Читать книгу Пурга - Вениамин Колыхалов - Страница 11

Книга I. Пурга
10

Оглавление

Через три двора от конторы мужики доделывали колодезный сруб. Рядом лежал окованный с торцов березовый ворот, насаженный на толстый металлический прут. Изогнутый буквой Г для ручки, прут был пока шершав от ржавчины. Скоро его отшлифуют руки и варежки. К этому колодцу потянутся люди с низовской стороны деревни. Да и верховские будут похаживать. Их сруб обветшал. Вода, особенно в субботние, банные дни, вычерпывается быстро. Бадейка захватывает взмученную, как бражная гуща, воду, годную только для поливки огородов.

Место для нового колодца нашел Платон. После третьих, особенно оглашенных, петухов выходил «пытать росу». Давно услыхал от кого-то: мудрые колодезники отыскивали водяные жилы по обильной росе. «Роса подземную воду выдаст», – говорил Платон председателю. Ходил по деревне, смотрел «скрозь землю». Росные капли везде лежали литые, крупные. Тяжелили траву, листья лопушника и крапивы. Отыщи, попробуй, по этой прозрачной картечи, где упрятана жила. Где он, коренной росный след? Иногда трава подсказывала отгадку: где вода залегает неглубоко, там травушка гуще, зеленее. Трудно теперь в Больших Бродах, разделенных на огороды, подворья, заставленных банями, хлевушками, амбарами, избами, найти нужное место для колодца. Ходил старик по переулкам, осматривал траву-подзаборницу – не выдавала молчаливая роса подземной тайны.

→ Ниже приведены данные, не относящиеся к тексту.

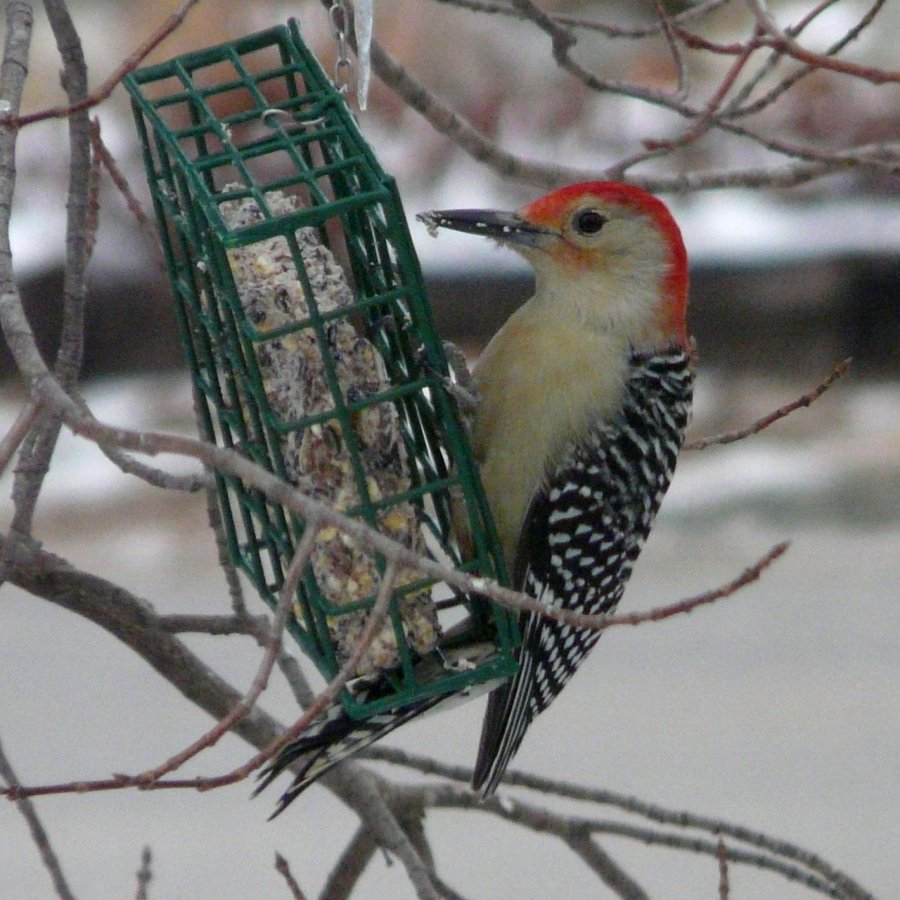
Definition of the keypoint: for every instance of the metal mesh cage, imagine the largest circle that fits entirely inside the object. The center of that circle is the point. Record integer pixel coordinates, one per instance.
(313, 350)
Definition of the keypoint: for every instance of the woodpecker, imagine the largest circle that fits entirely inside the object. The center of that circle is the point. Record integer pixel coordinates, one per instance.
(584, 396)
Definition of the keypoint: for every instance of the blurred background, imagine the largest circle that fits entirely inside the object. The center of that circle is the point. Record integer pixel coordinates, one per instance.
(776, 709)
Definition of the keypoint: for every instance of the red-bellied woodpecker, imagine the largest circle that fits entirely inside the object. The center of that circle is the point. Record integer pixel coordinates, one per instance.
(584, 397)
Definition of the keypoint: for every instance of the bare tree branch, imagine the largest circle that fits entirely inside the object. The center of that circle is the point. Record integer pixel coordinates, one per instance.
(171, 23)
(805, 400)
(38, 833)
(283, 869)
(144, 875)
(606, 868)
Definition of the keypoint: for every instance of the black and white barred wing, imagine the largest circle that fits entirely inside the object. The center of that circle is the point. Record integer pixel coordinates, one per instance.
(581, 537)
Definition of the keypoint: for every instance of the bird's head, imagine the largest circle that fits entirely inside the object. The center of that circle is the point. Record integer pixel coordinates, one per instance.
(610, 254)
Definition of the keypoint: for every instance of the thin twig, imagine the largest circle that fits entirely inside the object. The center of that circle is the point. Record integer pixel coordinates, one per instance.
(261, 679)
(282, 867)
(542, 820)
(109, 85)
(146, 225)
(144, 875)
(38, 834)
(781, 40)
(723, 870)
(350, 866)
(807, 399)
(17, 433)
(748, 576)
(606, 868)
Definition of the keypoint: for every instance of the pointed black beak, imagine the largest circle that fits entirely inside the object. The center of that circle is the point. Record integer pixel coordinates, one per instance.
(501, 226)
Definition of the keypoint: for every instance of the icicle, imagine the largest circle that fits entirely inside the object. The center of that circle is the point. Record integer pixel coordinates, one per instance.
(363, 15)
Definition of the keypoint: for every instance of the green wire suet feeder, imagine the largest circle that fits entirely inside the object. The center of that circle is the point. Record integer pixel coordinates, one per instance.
(313, 352)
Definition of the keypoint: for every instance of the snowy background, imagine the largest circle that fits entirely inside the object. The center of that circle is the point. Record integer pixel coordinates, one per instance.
(776, 709)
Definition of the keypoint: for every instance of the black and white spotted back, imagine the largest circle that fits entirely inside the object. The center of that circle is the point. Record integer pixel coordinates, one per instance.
(581, 537)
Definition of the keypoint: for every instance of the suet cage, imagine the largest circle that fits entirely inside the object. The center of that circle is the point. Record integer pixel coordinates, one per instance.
(313, 352)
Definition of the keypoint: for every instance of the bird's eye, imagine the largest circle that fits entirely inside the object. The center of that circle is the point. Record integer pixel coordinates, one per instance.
(589, 221)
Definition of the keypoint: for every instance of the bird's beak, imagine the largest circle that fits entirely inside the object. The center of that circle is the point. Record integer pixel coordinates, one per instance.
(508, 227)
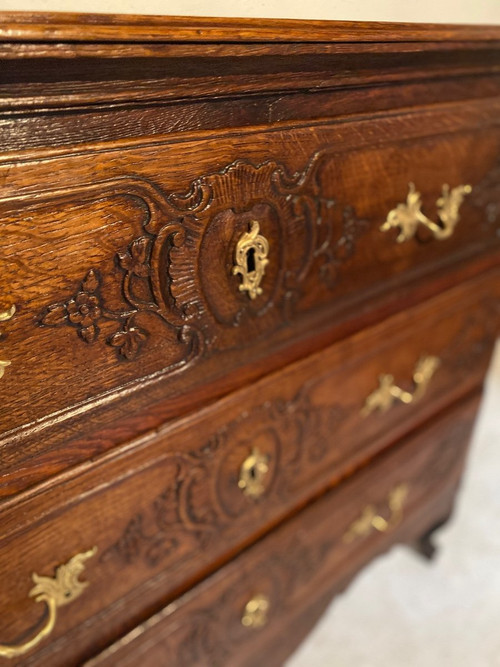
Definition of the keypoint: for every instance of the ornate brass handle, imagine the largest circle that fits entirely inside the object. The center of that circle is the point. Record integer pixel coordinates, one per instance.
(406, 217)
(4, 317)
(55, 592)
(370, 520)
(253, 472)
(250, 260)
(256, 612)
(388, 392)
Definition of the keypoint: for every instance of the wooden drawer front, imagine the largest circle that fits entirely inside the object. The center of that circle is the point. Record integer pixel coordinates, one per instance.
(291, 415)
(123, 276)
(311, 555)
(164, 509)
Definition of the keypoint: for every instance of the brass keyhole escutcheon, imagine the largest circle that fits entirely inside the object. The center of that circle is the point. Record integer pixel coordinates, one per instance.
(253, 474)
(256, 612)
(250, 260)
(5, 316)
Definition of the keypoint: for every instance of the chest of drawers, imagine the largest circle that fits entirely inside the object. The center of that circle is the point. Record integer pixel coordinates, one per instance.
(250, 285)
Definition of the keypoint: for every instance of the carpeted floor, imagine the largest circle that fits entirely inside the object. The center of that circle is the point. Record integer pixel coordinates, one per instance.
(403, 611)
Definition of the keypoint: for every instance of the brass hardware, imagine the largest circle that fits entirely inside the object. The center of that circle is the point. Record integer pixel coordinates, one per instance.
(256, 612)
(55, 592)
(4, 317)
(388, 392)
(8, 314)
(252, 474)
(370, 520)
(251, 260)
(407, 216)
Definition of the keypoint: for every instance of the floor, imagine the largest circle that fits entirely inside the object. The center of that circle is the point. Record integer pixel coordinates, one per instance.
(405, 611)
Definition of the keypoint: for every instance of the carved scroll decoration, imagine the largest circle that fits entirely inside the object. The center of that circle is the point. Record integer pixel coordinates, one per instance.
(166, 263)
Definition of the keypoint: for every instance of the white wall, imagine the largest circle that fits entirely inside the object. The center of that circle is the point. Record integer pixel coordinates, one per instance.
(440, 11)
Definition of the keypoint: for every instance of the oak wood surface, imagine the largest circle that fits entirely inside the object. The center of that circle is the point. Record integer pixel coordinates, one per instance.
(63, 26)
(122, 218)
(302, 559)
(166, 509)
(135, 152)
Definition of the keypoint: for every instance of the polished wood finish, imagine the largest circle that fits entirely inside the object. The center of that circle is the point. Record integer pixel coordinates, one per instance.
(137, 377)
(173, 505)
(301, 559)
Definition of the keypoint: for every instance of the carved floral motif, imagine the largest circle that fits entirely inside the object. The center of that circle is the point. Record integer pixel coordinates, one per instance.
(168, 269)
(202, 498)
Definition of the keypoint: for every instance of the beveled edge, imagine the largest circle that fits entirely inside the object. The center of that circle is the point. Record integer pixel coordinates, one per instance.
(73, 27)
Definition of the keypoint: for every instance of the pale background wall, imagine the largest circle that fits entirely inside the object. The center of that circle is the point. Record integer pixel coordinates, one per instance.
(401, 610)
(442, 11)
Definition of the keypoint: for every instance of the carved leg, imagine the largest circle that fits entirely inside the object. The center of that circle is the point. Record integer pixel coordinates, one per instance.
(424, 545)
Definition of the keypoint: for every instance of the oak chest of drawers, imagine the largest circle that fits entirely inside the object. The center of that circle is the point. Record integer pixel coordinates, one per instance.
(250, 286)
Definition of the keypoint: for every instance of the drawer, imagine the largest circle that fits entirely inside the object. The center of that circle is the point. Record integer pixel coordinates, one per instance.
(165, 509)
(234, 616)
(145, 280)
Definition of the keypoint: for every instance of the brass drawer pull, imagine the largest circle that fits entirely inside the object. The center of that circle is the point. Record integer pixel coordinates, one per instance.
(253, 473)
(370, 520)
(388, 392)
(4, 317)
(55, 592)
(256, 612)
(406, 217)
(250, 260)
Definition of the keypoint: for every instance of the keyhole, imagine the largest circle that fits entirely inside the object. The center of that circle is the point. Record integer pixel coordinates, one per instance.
(251, 260)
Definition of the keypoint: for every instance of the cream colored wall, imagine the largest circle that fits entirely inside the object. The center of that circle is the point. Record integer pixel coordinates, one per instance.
(448, 11)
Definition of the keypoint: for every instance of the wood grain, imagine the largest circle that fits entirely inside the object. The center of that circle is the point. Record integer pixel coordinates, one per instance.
(164, 345)
(48, 27)
(301, 560)
(167, 508)
(136, 152)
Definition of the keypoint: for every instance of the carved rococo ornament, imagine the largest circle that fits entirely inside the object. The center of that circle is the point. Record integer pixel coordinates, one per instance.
(169, 262)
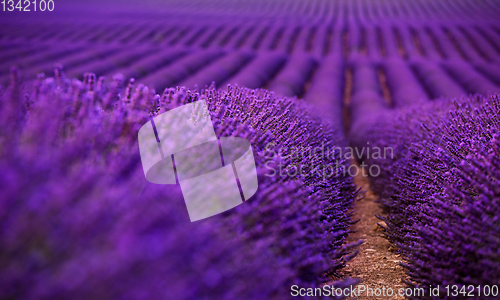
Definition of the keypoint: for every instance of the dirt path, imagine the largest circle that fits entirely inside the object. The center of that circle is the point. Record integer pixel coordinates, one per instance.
(376, 265)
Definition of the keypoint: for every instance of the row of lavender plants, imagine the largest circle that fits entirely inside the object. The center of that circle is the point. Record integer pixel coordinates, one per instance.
(442, 191)
(78, 220)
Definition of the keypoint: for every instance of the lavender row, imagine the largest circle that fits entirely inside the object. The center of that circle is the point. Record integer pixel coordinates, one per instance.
(258, 71)
(181, 69)
(441, 190)
(102, 231)
(291, 79)
(220, 71)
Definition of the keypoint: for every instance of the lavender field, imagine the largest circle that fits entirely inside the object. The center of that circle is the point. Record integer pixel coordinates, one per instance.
(78, 220)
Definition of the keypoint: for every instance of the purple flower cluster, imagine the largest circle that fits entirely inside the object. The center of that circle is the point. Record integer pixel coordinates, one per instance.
(78, 220)
(442, 190)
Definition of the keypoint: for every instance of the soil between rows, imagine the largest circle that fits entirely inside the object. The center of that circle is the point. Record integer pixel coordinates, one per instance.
(376, 265)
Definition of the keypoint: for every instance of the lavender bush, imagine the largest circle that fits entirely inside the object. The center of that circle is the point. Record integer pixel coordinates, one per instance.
(79, 221)
(442, 190)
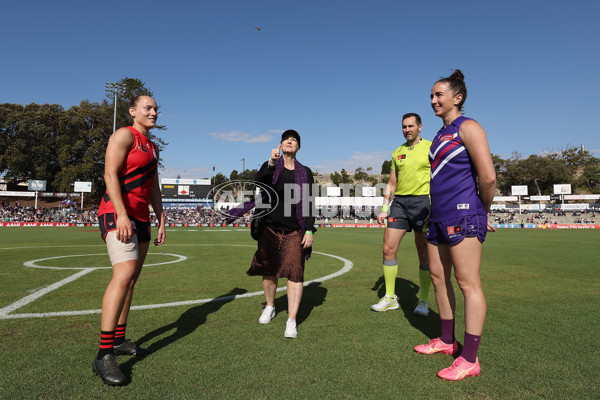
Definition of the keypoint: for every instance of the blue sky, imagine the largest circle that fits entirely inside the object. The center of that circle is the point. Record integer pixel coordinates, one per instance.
(341, 73)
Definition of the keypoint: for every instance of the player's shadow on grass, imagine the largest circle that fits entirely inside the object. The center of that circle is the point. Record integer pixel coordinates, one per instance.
(187, 323)
(313, 296)
(407, 299)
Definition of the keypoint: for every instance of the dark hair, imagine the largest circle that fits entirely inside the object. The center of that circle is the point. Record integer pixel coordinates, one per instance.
(457, 86)
(417, 117)
(135, 99)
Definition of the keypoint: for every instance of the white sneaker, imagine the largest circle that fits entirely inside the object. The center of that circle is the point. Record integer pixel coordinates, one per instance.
(422, 308)
(267, 315)
(291, 330)
(386, 303)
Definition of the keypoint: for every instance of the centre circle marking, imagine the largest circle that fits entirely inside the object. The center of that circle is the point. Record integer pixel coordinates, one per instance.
(6, 313)
(33, 263)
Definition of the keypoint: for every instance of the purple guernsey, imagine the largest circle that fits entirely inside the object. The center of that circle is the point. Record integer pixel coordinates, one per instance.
(453, 176)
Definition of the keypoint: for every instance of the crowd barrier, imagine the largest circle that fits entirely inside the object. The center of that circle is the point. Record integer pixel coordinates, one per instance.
(328, 225)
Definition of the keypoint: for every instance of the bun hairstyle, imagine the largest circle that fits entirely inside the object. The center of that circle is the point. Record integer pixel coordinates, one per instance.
(456, 81)
(135, 99)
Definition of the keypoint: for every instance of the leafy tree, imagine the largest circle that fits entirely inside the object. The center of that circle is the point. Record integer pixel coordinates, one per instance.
(346, 178)
(43, 141)
(336, 178)
(360, 175)
(87, 128)
(218, 179)
(386, 167)
(545, 170)
(30, 136)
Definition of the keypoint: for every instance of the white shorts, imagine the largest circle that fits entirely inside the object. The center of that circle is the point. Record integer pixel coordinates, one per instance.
(119, 251)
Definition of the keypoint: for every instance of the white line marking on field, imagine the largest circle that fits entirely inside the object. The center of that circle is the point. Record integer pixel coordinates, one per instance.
(34, 296)
(347, 267)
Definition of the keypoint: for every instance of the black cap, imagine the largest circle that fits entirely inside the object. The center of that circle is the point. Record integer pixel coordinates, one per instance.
(291, 132)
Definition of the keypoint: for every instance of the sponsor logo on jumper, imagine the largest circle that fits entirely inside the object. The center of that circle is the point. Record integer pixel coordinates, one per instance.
(454, 230)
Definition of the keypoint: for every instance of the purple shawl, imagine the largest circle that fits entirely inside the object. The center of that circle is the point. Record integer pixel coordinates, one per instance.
(300, 178)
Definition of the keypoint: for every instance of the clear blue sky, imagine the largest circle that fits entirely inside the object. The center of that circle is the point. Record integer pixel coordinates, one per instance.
(341, 73)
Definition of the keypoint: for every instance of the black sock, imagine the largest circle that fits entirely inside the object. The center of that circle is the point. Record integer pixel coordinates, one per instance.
(120, 334)
(106, 344)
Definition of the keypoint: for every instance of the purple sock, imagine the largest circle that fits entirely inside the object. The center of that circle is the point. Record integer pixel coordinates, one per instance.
(470, 347)
(447, 331)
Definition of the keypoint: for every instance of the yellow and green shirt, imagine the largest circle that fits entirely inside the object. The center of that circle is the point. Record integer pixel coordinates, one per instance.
(412, 168)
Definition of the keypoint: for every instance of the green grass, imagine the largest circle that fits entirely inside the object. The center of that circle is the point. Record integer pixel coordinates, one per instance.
(542, 289)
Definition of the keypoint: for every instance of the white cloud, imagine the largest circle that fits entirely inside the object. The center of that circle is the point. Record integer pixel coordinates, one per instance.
(358, 159)
(237, 136)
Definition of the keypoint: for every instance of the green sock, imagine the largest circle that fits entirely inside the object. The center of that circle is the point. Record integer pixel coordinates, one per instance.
(389, 273)
(424, 281)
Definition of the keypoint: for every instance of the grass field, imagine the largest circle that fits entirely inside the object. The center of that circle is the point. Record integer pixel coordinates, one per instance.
(542, 288)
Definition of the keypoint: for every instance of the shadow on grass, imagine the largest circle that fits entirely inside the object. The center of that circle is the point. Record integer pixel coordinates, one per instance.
(407, 299)
(187, 323)
(313, 296)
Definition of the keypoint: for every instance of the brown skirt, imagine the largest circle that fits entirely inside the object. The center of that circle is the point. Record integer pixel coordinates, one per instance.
(279, 254)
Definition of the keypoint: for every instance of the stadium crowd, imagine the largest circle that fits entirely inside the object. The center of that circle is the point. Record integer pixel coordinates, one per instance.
(203, 215)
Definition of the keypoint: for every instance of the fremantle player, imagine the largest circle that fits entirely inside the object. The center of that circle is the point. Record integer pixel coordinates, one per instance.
(463, 182)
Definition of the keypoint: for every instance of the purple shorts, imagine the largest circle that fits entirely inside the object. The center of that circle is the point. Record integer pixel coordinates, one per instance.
(455, 230)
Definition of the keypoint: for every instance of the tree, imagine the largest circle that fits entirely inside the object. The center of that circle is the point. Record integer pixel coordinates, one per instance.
(218, 179)
(30, 136)
(336, 178)
(346, 178)
(386, 167)
(360, 175)
(47, 142)
(545, 170)
(87, 128)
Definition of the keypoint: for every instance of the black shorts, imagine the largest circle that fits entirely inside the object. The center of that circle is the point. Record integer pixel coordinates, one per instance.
(140, 228)
(409, 212)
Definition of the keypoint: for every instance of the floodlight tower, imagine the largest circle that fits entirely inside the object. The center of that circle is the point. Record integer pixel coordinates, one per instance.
(118, 89)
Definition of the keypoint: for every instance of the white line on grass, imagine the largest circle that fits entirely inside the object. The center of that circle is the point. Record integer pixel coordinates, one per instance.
(34, 296)
(347, 267)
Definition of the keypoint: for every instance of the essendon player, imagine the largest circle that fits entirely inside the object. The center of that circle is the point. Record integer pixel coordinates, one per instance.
(132, 184)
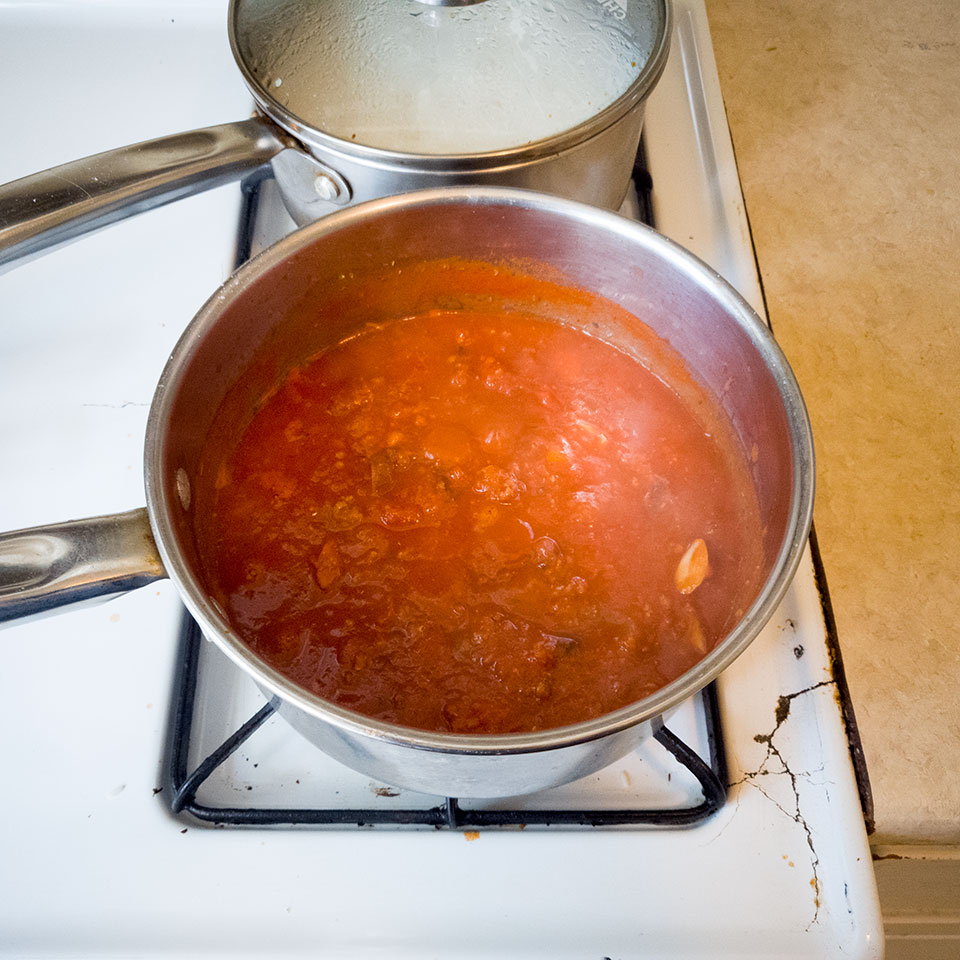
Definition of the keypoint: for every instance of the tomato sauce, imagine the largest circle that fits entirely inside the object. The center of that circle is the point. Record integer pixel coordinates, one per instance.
(481, 522)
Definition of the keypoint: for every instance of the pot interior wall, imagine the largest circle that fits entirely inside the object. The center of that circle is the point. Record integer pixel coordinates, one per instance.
(617, 280)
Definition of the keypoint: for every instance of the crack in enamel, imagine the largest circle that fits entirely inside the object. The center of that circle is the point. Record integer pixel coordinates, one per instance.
(781, 714)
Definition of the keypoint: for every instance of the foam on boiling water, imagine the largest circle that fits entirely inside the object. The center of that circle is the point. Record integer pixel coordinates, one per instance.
(402, 75)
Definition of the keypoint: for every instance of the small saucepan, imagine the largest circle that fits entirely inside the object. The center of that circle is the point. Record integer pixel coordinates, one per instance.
(723, 344)
(363, 100)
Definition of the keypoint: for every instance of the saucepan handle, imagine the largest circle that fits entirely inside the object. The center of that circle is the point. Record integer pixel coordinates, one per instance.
(44, 568)
(49, 208)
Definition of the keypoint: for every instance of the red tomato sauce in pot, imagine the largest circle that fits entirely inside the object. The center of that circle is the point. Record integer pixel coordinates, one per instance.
(481, 523)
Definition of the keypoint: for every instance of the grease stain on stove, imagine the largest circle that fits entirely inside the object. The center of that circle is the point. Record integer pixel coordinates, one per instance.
(781, 714)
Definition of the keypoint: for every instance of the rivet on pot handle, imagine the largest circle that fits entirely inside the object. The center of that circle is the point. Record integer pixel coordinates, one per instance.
(49, 208)
(45, 568)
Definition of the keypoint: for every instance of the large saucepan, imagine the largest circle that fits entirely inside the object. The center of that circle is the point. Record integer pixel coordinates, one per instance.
(363, 100)
(725, 346)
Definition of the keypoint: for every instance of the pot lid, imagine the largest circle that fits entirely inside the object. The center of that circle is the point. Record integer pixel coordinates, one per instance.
(435, 78)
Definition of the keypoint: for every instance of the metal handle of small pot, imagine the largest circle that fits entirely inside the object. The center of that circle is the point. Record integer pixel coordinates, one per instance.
(49, 208)
(44, 568)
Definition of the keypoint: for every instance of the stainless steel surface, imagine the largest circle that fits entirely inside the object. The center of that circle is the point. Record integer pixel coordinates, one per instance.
(318, 173)
(724, 343)
(46, 568)
(58, 205)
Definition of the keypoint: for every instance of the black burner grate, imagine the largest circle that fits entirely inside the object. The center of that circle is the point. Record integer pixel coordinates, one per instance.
(183, 783)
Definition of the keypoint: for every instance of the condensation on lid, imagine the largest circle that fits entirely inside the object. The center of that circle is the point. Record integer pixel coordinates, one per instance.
(405, 76)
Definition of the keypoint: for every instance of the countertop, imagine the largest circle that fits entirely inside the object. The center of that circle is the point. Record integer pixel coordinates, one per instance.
(847, 136)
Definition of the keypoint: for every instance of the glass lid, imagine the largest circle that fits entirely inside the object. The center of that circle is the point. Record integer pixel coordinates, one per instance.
(425, 78)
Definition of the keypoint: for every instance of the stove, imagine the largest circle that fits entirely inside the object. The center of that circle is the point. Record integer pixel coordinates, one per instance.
(139, 817)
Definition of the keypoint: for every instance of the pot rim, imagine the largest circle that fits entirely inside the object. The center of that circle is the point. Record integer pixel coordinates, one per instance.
(161, 501)
(318, 140)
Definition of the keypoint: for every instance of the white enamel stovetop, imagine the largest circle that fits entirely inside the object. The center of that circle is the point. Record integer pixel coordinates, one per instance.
(92, 864)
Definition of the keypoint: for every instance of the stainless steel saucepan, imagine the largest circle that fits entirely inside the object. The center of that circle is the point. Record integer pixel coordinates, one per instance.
(721, 340)
(358, 101)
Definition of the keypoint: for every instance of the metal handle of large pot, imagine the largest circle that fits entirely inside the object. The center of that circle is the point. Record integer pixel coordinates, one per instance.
(44, 568)
(49, 208)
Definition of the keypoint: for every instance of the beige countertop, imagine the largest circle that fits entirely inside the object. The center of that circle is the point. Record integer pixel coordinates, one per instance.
(846, 127)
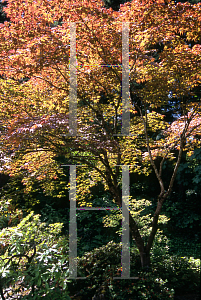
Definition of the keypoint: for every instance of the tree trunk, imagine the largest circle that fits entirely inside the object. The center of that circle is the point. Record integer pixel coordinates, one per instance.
(145, 260)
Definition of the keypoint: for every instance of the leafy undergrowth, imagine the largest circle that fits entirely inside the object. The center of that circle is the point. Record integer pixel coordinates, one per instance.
(34, 265)
(168, 277)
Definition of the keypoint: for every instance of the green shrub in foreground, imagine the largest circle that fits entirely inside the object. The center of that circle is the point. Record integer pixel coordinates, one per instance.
(168, 276)
(33, 260)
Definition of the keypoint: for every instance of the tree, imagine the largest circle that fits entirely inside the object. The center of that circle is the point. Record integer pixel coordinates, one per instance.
(35, 113)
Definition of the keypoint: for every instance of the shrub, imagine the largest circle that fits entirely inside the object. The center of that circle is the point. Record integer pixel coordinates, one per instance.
(33, 262)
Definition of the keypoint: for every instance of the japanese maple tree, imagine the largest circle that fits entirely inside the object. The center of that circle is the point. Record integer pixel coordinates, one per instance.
(35, 113)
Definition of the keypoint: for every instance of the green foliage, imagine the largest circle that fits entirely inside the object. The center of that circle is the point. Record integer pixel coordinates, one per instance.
(169, 274)
(33, 260)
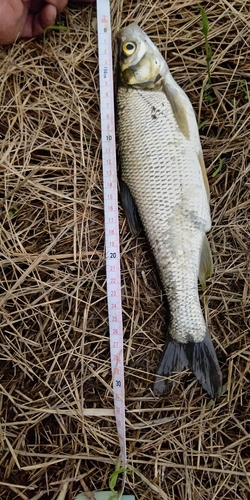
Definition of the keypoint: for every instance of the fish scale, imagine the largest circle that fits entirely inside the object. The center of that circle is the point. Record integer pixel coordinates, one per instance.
(156, 170)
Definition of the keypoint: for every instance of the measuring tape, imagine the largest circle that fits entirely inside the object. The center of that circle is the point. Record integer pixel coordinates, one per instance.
(111, 218)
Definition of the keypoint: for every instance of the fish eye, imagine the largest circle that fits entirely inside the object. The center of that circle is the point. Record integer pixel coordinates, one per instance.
(128, 48)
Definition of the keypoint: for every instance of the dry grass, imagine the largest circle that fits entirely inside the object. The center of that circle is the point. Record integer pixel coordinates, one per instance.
(57, 427)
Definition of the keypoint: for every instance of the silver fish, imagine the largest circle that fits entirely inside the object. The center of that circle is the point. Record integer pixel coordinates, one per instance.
(163, 175)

С вечера опрокидывал в разных местах сковородки, противни, алюминиевые чашки. Утречком по дыханию земли определял степень отпотелости. Для распознания жилы «по мокру матерьяла» раскладывал даже лоскутья сукна, обрезки овчины. Однажды положил рукавицы, сшитые из собачьей шкуры. Почти новые лохмашки утащили псы или кто-то другой. Деревенский провидец перестал оставлять собачину «для опыту».

Колодец выкопали глубокий. Вода в нем была кристально-чиста и вкусна.

После ареста сына Платон терзался неведением о его судьбе. Ходил по двору, по избе снулый, тяжело, неуклюже переставляя ноги, обутые в глубокие тупоносые калоши. Знал – безвинно страдает Яков. Людская несправедливость угнетала еще сильнее. Прибавляла сердцу горечи, лицу морщин. Сноха Ксения, крутобедрая красивая женщина, с крестьянским молчаливым упорством управлялась по хозяйству, ездила с доярками за Васюган к колхозному стаду. Ее неотступно преследовал надрывный кашель. Выжимал из глаз слезы, наполнял голову тупой непроходящей болью. Даже настой корней болотного аира мало помогал от терзаемого недуга.

Нередко перевозить молоко из-за реки помогал Захар. Перетаскивал с матерью тяжелые фляги. Устанавливал в просторной лодке. После исчезновения Якова мать стала особенно раздражительной. Не переносила криков, дверного стука, скрипа уключин. Поэтому сын смачивал водой выработанные ложбинки на гребях и березовые залосненные колышки, вделанные в дощатые борта просмоленной дедушкой вместительной лодки.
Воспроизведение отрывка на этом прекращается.